The Basics of a Deep Venous Thrombosis

One of the more serious forms of venous disease that we treat in our office is called a deep venous thrombosis (DVT) or, in layman’s terms, a “blood clot.” The formation of a DVT can be precipitated by numerous factors, including long periods of immobilization (ex. a long flight or after a major surgery), smoking, estrogen substitution (ex. birth control or hormone replacement therapy), trauma, a genetic tendency for your blood to clot, or even cancer. Sometimes, the cause is unknown. As clinicians, we combine the patient’s history, physical exam, and lab tests to identify the underlying cause. Most commonly, patients present with a sudden onset of severe swelling and pain in one leg, most often in the calf.

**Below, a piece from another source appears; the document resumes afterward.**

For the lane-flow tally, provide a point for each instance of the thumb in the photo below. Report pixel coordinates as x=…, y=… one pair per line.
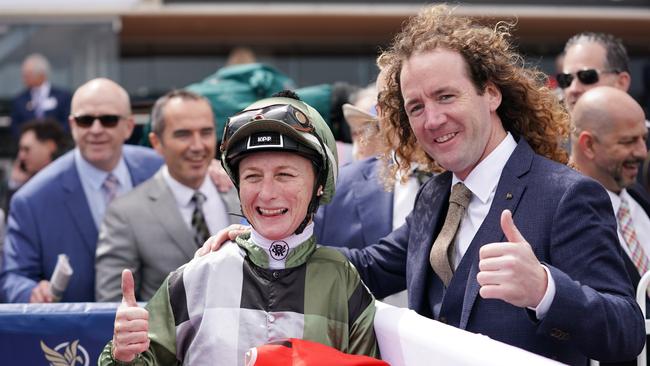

Deep Vein ThrombosisThe diagnosis is easily made using a Doppler ultrasound in the office, which uses sound waves to reconstruct an image of the veins in the affected extremity (see picture). Because veins function to return blood to the heart, there is a risk that a portion of the blood clot will dislodge from the vein and travel through the heart and into the lungs. When this occurs, it is called a pulmonary embolism (PE). A pulmonary embolism can result in chest pain, shortness of breath, a new cough, and even death. If suspected, your healthcare provider may order a CT scan of the chest with IV contrast. Depending on the extent of the DVT, you may be admitted to the hospital for further work up and treatment. The main treatment is to start a medication that will thin the blood (anticoagulation). These medications will not dissolve a clot, but they will make the blood thin enough to maneuver around the clot until the body has time to dissolve it. An anticoagulant called coumadin (Warfarin) is the most common medication used to both treat both DVT’s and PE’s. The length of treatment ranges from three months to lifetime, depending on the precipitating cause. Coumadin can be a dangerous drug because of the risk of hemorrhage if the blood becomes too thin. Therefore, close monitoring of blood work by your healthcare provider is essential for safe, successful treatment of a DVT/PE.